Onzin, lieve lezer. Met temperaturen rond de 20 graden in
februari is deze mooie stad uitermate ongeschikt om de Winterspelen te
organiseren. Er wordt echter gefluisterd dat de Russische president Putin er al
eens graag zijn welverdiende vakantie komt vieren. Ook zouden er enkele flinke
sommen geld van eigenaar zijn gewisseld tijdens het keuzeproces betreffende het
vinden van een geschikte stad voor de Spelen. Ook met de mensenrechten zat het
niet helemaal snor, in Sochi in het bijzonder en Rusland in het algemeen. Het
verbaast u niet, lieve, ontwikkelde lezer, dat er aan dit hele circus een
bepaald kwalijk geurtje zit.
Met deze redenering in het achterhoofd stapte ik, goed
voorbereid, het vliegtuig op. Aan dit welriekende feest gaat namelijk een hele
administratieve mallemolen vooraf. Terroristische aanslagen zijn nefast voor de
sfeer en sportiviteit en dus dient de identiteit van alle aanwezigen op voorhand
gekend zijn. Kwestie van explosieve en andere verrassingen te voorkomen. Dit
verklaart de idiote plastieken toeschouwerskaart die elke enthousiasteling daar
in Sochi rond z’n idiote nek had hangen.
Het eerste dat ik zag, turend door het kleine
vliegtuigraampje, was de zee. Herleest u even mijn eerste artikel over
Jaroslavl’ om te weten te komen wat de Volga met me deed. U kan zich
voorstellen wat voor effect de Zwarte Zee op mijn door Moskou fijngeknepen
zieltje had. Toen kwamen de bergen. Nu moet ik eerlijk toegeven dat ik nog
nooit echte bergen had gezien. En dan maakt de mythische Kaukasus een diepe
indruk.
En toen zag ik dit:
Tja, welkom in Sochi.
Vervolgens gebeurde er iets geks. Mijn baggage kwam als
laatste van de band gerold en de hal van de luchthaven van Sochi (zelfs na de
verbouwingen nog niet voorzien op zo’n toestroom van vluchten uit de
hoofdsteden vol bemiddelde Russen en enthousiaste buitenlanders) was nagenoeg
leeg.
Op de oncomfortabele plastic stoel naast me lag een iPad. Er
was niemand in de buurt. U moet weten dat de gedachte om zulk een duur object
van iemand anders weg te nemen mij absurd toeschijnt. Dit komt niet in mij op.

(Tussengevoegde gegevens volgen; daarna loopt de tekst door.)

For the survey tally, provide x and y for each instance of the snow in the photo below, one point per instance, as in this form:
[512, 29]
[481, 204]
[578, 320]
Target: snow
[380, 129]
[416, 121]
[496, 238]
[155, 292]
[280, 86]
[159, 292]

Ik begaf me met de iPad naar de balie waar met een bordje “Lost&found”
stond aangegeven. Vanzelfsprekend sprak de dame geen Engels. Ze voerde me mee
naar een klein achterkamertje waar ze me streng toesprak dat: “Ik het me niet
in mijn hoofd moest halen zoiets te stelen.” Ik tekende een document en verliet
de luchthaven met het knagende gevoel in mijn maag dat ik iets verkeerd had
gedaan. Ik kon niet bedenken wat. De vriendelijke dame extra werk bezorgen?
De gratis trein voerde ons in een gezapig tempo van de het
treinstationnetje aan de luchthaven – opgetrokken voor de gelegenheid en
bewaakt door een heuse kozak – naar het centrum van Sochi.
Het mag gezegd worden dat dit stadje voorwaar charmant is en
doet denken aan Zuid-Europa. De prettige vakantiesfeer werd enigszins bedorven
door de hierboven reeds beschreven rijke Russen en enthousiaste buitenlanders,
olympische outfits aan, plastic identiteitsbewijs wapperend rond de nek. Luide
muziek, vrolijke vrijwilligers en oer-Russische bewaking maakten het plaatje
compleet.
Zonder veel moeite vonden we ons hostel (na een stevige
omweg te hebben gemaakt, dat dan weer wel), dat er precies uitzag zoals op de
foto’s: kleurrijk, gezellig, kleinschalig.
Dit fraaie hostel bleek een taalcentrum te zijn en we werden
per knaloranje sportauto – geen leugen- naar het eigenlijke hostel gebracht.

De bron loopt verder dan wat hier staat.